Ekonomik krizin daha da derinleşmesi, anti-demokratik uygulamaların artması seçim gündemini her defasında güncel kılıyor. Bu çerçevede başlayan ittifak ve ortak mücadele tartışmalarıyla da birlikte birçok parti, az çok politik mücadele hattını açıkladı.

HDP, EMEP, TİP, Halkevleri izleyecekleri yol haritalarını kamuoyu ile paylaştı. Bu çerçevede seçim olsun ya da olmasın politik bir mücadele ittifakı ve halkın acil taleplerine ilişkin yan yana durmak adına birçok partinin toplantı ve temas içinde bulunduğu da kamuoyuna yansıdı. Bazı bir araya gelişlere eleştiriler ve katılmama açıklaması da geldi.
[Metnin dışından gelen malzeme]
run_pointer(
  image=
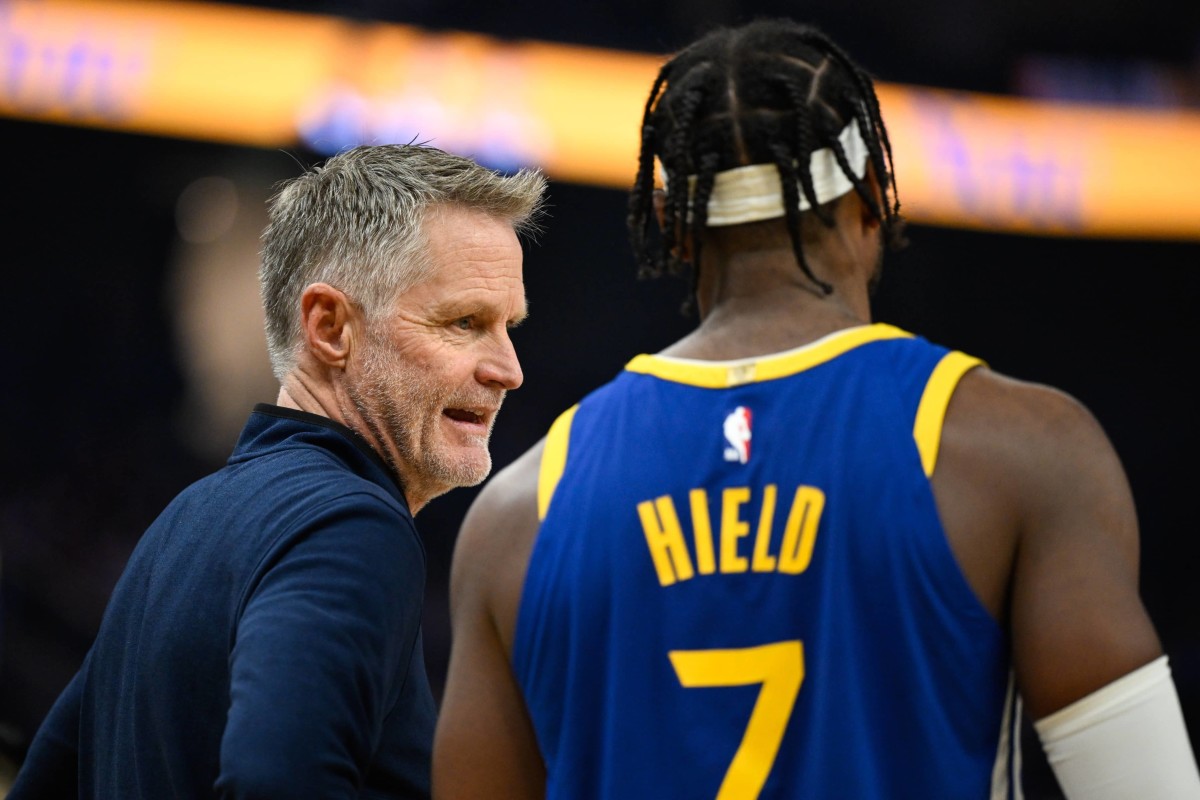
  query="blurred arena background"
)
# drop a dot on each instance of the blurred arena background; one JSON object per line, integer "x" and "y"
{"x": 1048, "y": 155}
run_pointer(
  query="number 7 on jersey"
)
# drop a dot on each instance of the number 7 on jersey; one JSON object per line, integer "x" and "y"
{"x": 779, "y": 667}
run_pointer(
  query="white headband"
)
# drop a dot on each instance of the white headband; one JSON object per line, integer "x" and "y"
{"x": 754, "y": 193}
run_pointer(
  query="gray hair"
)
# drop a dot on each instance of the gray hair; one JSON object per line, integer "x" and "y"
{"x": 355, "y": 223}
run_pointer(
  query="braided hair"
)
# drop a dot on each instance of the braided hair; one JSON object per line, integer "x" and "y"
{"x": 768, "y": 92}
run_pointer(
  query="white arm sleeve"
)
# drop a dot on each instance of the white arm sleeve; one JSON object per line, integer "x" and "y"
{"x": 1125, "y": 740}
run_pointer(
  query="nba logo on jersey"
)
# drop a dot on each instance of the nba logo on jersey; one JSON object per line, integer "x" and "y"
{"x": 737, "y": 435}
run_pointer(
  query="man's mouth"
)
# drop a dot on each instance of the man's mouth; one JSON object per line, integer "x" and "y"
{"x": 465, "y": 415}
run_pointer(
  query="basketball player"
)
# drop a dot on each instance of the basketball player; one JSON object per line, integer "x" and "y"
{"x": 798, "y": 554}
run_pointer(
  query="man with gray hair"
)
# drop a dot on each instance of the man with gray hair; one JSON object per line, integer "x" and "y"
{"x": 264, "y": 639}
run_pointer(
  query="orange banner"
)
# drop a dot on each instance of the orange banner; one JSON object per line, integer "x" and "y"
{"x": 270, "y": 78}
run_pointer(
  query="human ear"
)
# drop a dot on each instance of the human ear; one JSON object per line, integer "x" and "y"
{"x": 325, "y": 316}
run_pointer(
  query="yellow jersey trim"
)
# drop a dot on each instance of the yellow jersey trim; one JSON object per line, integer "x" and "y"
{"x": 553, "y": 459}
{"x": 927, "y": 429}
{"x": 724, "y": 374}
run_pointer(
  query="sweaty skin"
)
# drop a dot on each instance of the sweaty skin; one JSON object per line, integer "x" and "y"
{"x": 1033, "y": 499}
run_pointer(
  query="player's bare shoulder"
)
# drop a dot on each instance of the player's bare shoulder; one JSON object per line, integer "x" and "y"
{"x": 1029, "y": 439}
{"x": 495, "y": 542}
{"x": 1023, "y": 463}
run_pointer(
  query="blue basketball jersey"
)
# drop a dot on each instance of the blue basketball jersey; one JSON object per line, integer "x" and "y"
{"x": 741, "y": 585}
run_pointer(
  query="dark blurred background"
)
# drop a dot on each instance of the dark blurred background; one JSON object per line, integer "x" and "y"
{"x": 130, "y": 366}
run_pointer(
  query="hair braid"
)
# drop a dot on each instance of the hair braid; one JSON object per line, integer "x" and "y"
{"x": 735, "y": 98}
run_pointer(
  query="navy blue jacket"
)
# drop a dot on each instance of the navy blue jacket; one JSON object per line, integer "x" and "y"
{"x": 263, "y": 641}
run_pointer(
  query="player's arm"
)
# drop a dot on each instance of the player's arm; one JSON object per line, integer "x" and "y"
{"x": 1087, "y": 659}
{"x": 485, "y": 744}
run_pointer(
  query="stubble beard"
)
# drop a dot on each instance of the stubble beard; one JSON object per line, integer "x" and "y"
{"x": 403, "y": 404}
Lakin HDP’nin çağrısıyla 18 Ocak’ta bir araya gelen EMEP, EHP, Halkevleri, HDP, SMF, TİP, TÖP ve TKP toplantı sonrası; “Türkiye’nin bütün ezilenleri, ötekileştirilenleri, mağdurları, emekçileri, kadınları, gençleri ve ekoloji mücadelesi verenleri ile en geniş demokrasi, eşit yurttaşlık ve mücadele ortaklığını kurmanın yol ve yönetmelerini konuşmaya devam edeceğiz. Demokratik, sol, sosyalist ve devrimci güçler olarak üzerimize düşen toplumsal sorumluluğu yerine getirmeye kararlıyız” yönünde yazılı bir açıklama yaptı.

Bu tür bir araya gelişlerin sürüp sürmeyeceğini ve tartışmaları, halkın ne beklediğini, Emek Partisi Genel Başkan Yardımcısı Selma Gürkan, ANF’nin için yanıtladı.

7 parti bir araya gelerek “Halka karşı sorumluluk” vurgusuyla bir toplantı gerçekleştirdi. Siz de, HDP de hatta diğer yapılar da bunun bir seçim ittifakı olmadığını belirtti. Peki, kamuoyuna da duyurularak ilk adımı atılan bu ortak mücadele zemini ilerleyecek mi?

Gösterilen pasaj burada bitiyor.